En una entrevista con Reuters, el jefe de Pronósticos de Cuba, José Rubiera, resaltó que lo importante no es la cantidad de tormentas sino "la intensidad" de los ciclones que podrían afectar a la región.

"Esta temporada de huracanes se espera que sea o normal o ligeramente más activa que la otra (...) Estamos pensando en un poco más por encima de lo normal quizás o sobre lo normal", agregó el meteorólogo.

En 2010 se registraron 19 tormentas con nombre, de ellas 12 llegaron a categoría de huracanes y cinco fueron calificados como grandes, según informes del Centro Nacional de Huracanes de Estados Unidos.

Una temporada promedio tiene once tormentas, seis huracanes y dos grandes huracanes en el Atlántico, el Caribe o el Golfo de México. El período ciclónico se extiende del 1 de junio al 30 de noviembre.

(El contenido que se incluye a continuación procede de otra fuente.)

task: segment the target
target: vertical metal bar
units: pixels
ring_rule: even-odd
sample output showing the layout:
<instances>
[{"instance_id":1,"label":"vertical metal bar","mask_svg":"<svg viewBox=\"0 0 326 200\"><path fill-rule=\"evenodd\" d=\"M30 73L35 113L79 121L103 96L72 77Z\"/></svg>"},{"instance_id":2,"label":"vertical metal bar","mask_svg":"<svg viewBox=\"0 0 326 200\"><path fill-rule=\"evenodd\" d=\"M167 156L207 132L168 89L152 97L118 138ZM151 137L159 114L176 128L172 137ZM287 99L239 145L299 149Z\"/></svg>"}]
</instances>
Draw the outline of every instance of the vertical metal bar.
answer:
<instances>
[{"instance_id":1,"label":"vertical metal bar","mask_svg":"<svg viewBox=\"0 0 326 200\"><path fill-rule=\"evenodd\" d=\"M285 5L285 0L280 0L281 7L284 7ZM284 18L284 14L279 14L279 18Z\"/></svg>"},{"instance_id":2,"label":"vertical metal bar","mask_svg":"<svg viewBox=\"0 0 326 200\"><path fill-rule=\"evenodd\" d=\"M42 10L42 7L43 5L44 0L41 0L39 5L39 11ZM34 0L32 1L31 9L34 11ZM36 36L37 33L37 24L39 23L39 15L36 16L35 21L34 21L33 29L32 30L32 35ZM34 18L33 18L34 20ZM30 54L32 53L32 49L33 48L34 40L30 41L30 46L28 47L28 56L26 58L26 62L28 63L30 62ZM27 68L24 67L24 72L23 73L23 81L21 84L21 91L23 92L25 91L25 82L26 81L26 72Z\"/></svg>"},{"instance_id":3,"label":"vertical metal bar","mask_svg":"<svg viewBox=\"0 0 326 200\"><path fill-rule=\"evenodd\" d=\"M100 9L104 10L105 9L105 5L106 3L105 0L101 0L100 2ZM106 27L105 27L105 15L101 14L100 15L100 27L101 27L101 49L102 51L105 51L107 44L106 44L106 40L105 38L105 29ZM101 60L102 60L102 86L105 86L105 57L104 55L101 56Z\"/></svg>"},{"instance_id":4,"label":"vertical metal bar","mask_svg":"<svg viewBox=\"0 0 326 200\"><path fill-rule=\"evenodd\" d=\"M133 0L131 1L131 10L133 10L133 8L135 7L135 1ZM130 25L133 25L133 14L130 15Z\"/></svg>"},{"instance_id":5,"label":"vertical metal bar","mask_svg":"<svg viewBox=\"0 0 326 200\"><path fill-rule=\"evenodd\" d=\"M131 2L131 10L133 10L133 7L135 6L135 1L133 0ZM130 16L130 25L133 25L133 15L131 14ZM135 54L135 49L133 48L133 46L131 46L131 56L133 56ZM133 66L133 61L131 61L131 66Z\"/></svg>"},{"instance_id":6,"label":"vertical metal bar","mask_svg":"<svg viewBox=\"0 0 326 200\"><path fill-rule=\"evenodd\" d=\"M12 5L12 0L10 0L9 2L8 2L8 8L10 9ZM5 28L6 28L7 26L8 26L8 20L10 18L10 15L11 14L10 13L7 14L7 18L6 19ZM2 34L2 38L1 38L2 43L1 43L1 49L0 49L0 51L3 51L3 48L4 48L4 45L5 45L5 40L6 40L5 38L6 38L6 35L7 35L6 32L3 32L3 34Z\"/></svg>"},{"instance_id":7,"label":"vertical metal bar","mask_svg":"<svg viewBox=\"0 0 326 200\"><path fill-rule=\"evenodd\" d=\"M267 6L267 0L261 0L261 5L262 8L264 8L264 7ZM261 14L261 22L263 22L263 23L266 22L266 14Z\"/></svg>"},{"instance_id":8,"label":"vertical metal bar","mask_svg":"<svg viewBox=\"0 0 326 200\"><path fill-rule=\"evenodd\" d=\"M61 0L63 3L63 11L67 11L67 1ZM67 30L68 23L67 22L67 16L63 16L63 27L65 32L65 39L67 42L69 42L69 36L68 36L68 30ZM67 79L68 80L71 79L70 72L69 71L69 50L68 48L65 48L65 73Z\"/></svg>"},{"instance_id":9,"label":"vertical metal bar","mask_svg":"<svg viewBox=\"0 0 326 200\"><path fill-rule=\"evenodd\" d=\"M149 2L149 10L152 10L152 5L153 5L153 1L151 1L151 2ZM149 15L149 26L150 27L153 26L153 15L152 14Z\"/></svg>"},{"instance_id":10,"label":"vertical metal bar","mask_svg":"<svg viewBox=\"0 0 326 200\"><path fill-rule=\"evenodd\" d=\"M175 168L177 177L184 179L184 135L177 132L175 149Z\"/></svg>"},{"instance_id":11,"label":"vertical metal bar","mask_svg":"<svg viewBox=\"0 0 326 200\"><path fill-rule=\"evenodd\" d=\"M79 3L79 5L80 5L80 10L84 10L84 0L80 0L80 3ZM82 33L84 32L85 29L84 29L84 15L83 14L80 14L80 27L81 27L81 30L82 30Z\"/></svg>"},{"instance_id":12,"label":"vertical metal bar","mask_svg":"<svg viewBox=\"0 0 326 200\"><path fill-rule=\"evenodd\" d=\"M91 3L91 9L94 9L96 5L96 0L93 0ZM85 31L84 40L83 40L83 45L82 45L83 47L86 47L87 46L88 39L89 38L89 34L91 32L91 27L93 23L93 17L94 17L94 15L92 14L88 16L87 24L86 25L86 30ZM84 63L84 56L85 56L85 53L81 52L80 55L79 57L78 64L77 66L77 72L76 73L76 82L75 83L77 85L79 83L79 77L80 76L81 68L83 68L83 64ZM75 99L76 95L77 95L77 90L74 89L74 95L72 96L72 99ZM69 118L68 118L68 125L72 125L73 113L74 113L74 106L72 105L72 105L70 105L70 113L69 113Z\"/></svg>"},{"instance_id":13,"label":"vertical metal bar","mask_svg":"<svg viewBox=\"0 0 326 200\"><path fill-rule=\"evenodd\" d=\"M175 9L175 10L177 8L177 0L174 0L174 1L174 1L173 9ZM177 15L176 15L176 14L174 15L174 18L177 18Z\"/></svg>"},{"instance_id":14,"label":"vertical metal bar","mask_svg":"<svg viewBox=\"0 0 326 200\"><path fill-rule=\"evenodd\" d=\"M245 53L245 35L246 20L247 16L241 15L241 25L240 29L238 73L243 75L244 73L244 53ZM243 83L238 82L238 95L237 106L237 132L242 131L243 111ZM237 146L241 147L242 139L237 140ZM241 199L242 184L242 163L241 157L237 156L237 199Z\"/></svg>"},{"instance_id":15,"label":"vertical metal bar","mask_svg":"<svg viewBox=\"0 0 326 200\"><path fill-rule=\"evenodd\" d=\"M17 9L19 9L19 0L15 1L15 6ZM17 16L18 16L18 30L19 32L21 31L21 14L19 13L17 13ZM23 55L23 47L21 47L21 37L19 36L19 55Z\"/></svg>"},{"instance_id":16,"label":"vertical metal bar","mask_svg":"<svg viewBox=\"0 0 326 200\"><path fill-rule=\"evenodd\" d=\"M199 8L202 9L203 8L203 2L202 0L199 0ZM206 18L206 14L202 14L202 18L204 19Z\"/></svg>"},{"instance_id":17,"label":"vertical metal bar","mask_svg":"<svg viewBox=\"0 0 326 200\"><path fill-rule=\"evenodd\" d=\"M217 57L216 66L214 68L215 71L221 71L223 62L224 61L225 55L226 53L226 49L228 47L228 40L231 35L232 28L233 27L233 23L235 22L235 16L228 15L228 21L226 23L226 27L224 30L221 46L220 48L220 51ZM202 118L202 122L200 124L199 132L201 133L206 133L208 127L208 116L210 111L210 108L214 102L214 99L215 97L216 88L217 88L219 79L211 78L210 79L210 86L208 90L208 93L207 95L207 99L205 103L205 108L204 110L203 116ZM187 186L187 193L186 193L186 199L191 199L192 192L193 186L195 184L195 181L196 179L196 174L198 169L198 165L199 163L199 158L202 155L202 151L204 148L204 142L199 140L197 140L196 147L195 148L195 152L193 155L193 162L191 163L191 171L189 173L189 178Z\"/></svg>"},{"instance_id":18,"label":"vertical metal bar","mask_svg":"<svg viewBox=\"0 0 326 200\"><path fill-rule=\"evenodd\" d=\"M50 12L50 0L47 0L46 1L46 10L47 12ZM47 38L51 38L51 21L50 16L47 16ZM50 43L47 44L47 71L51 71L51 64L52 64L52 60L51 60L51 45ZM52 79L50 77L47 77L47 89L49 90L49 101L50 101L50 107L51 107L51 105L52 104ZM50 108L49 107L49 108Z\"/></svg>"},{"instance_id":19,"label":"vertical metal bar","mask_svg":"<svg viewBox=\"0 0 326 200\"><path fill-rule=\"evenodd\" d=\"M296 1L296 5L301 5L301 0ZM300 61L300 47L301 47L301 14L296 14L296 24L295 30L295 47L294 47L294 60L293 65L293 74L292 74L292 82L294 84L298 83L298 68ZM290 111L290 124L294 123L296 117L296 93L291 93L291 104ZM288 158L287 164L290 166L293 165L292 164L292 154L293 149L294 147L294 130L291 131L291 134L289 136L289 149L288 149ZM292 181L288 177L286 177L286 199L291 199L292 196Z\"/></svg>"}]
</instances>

La Administración Nacional Oceánica y Atmosférica de Estados Unidos (NOAA por su sigla en inglés) pronosticó a mediados de mayo entre doce y 18 tormentas con nombre para esta temporada y dijo que de ellas entre seis y diez podrían convertirse en huracanes.

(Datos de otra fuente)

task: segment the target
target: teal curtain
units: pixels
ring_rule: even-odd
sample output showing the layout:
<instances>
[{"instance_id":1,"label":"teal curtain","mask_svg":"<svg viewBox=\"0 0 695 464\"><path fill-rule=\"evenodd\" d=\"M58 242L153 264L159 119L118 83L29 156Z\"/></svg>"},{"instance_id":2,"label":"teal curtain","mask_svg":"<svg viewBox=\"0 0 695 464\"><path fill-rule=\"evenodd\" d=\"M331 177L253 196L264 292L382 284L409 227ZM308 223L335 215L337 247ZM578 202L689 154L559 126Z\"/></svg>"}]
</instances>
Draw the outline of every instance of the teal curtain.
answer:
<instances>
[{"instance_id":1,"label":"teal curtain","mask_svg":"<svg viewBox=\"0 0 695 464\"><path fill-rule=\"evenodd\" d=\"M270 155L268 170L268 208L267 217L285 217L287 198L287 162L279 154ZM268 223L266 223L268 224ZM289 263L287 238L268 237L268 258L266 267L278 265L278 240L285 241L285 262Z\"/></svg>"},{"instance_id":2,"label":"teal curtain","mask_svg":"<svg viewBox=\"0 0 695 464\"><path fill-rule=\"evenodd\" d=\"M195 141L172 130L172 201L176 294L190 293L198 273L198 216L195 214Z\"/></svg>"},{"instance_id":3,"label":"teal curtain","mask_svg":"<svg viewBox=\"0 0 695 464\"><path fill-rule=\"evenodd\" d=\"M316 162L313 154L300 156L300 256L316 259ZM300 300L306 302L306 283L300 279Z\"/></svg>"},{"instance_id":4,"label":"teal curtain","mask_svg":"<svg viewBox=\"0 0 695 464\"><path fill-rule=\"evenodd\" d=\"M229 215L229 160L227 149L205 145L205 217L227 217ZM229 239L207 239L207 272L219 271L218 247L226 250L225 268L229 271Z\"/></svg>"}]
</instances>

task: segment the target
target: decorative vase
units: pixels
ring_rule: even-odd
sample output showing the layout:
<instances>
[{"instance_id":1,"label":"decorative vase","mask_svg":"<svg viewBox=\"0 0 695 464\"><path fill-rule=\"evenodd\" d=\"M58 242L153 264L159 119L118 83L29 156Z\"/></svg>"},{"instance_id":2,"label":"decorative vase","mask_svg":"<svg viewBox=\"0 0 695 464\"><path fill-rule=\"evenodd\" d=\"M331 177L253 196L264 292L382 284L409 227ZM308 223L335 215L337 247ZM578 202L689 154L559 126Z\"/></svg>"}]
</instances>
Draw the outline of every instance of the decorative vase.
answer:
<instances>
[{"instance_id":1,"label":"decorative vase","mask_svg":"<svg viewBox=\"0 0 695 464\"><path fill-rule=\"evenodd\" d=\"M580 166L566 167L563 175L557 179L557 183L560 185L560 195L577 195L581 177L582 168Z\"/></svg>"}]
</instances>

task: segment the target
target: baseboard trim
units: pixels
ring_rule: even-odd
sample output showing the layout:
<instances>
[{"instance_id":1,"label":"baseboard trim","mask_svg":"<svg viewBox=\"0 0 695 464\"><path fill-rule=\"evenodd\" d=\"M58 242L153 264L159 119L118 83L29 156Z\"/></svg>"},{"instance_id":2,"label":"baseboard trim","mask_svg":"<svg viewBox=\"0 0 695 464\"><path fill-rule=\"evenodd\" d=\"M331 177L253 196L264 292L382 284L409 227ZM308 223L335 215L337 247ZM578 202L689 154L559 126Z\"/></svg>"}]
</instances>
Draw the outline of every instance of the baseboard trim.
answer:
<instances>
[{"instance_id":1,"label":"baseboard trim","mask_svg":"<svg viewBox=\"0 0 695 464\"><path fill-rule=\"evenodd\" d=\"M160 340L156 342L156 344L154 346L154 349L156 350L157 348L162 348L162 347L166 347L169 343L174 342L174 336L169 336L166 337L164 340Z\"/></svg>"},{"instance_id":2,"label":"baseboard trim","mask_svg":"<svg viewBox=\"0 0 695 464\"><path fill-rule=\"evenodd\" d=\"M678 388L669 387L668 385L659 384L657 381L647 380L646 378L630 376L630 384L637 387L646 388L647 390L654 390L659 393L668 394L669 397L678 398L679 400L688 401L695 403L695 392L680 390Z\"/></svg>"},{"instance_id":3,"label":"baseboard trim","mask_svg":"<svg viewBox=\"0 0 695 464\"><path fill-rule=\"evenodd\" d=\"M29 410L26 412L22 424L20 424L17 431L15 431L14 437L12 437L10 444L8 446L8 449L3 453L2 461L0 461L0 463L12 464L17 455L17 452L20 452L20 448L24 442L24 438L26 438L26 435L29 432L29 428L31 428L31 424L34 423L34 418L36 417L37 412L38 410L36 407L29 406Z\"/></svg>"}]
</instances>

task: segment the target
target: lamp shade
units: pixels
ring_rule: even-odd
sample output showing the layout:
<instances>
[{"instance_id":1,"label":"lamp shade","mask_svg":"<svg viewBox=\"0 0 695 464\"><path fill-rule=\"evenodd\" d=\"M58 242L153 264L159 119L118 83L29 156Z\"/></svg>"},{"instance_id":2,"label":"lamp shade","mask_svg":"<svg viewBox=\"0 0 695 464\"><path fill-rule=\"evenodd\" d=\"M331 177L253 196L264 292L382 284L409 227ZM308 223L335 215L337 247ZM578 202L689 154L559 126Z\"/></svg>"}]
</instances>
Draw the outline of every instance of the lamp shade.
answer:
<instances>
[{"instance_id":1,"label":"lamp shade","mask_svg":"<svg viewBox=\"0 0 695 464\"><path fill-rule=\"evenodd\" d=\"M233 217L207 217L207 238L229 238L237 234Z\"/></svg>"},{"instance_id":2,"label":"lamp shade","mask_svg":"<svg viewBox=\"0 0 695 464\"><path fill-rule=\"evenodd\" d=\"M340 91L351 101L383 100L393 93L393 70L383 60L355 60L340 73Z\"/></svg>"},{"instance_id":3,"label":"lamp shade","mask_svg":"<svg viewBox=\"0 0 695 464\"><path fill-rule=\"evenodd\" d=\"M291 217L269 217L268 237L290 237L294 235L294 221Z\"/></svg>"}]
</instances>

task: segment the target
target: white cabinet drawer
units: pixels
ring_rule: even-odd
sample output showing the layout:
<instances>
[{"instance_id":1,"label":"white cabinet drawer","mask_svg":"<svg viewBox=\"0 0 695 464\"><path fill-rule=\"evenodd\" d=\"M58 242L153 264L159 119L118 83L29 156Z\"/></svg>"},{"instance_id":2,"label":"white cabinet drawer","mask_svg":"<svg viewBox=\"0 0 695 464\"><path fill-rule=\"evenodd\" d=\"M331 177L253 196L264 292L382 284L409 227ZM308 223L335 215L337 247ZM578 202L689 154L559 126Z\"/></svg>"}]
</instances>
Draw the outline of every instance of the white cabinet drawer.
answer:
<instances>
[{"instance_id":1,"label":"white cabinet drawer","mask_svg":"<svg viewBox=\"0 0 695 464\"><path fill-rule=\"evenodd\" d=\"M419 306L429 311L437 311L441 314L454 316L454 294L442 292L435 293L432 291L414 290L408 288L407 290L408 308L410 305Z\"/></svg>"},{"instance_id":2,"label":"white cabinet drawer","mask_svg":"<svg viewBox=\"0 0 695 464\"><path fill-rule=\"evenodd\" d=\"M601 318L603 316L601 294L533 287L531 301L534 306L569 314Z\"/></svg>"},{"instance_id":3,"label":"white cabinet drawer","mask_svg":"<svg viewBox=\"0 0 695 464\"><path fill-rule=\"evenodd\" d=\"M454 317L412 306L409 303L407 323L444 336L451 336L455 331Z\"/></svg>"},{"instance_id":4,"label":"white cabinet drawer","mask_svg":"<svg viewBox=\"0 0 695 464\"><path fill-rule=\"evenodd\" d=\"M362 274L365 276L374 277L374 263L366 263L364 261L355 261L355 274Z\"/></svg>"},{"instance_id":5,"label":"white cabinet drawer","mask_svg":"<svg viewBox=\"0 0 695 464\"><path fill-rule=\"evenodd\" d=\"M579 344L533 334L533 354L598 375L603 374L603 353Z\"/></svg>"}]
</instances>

Pero Rubiera restó importancia a la cantidad.

"No me preocupan mucho los números (...) En cada temporada de huracanes hay que estar bien preparados", dijo el experto que anualmente alerta desde la televisión estatal a dirigentes y ciudadanos sobre la eventual llegada de un ciclón a la isla caribeña.

"Que una temporada sea activa o poco activa no tiene una importancia práctica porque al nivel de la ciencia actual nadie sabe por dónde va a pasar la trayectoria de un huracán", agregó.

Rubiera sostuvo que el cambio climático está incrementando la "intensidad" de los huracanes que se forman en el Atlántico debido a la elevación de la temperatura de la tierra y la superficie oceánica.

"En estos últimos 15 años hemos tenido más huracanes intensos que en cualquier otro período conocido", observó.

Tres potentes huracanes azotaron a la isla en 2008, causando pérdidas económicas por encima de los US$10.000 millones, según cifras oficiales.